The Corner

Is the Turkish Military a Bulwark against Islamism?

The AKP government is bad, but our diplomats have long turned a blind eye toward its virulent ideology and the destruction of Turkey’s secularism. In 2005, then U.S. assistant secretary of state for European and Eurasian Affairs Daniel Fried described the AKP as ”a kind of Muslim version of a Christian Democratic Party.” This, of course, was nonsense on a factual level, but political correctness is the opiate of the diplomat.
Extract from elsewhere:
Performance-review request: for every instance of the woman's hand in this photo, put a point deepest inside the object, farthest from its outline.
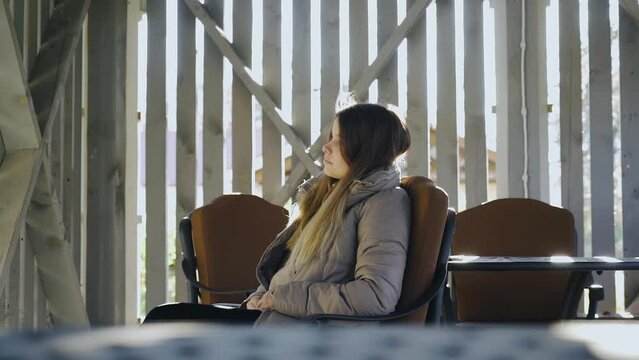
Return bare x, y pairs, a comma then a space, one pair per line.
266, 302
253, 304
Still, what about the Turkish military? Just as many Turkey-watchers and diplomats remained in denial or turned a blind eye toward the change in Turkish society, so too do they have a quaint and outdated notion of the ideology of the Turkish military. Once Turkey’s military was a bastion of secularism. (For that matter, once Pakistan’s military was likewise.) But a decade of indecisive commanders of the Turkish General Staff has changed the situation. Always afraid to fulfill their duty to protect the constitution for fear of what Western diplomats might say — and no, this doesn’t mean a coup — they now realize that they simply don’t have the power to pressure the government. 

The lower ranks of the Turkish military share the same virulent hostility toward the United States and the conspiratorial anti-Semitism of men like President Gul and Prime Minister Erdogan. I sat through the Turkish General Staff’s (TGS) academic conference a couple years ago and heard lecturer after lecturer — each chosen by the TGS’s think tank — accusing the United States and Israel of the most base conspiracies. While traditional to fly the flag of every country whose diplomats were attending the conference, the TGS decided that Israel’s flag alone would not be flown.

Michael Rubin is a resident scholar at the American Enterprise Institute, senior lecturer at the Naval Postgraduate School’s Center for Civil-Military Relations, and a senior editor of the Middle East Quarterly.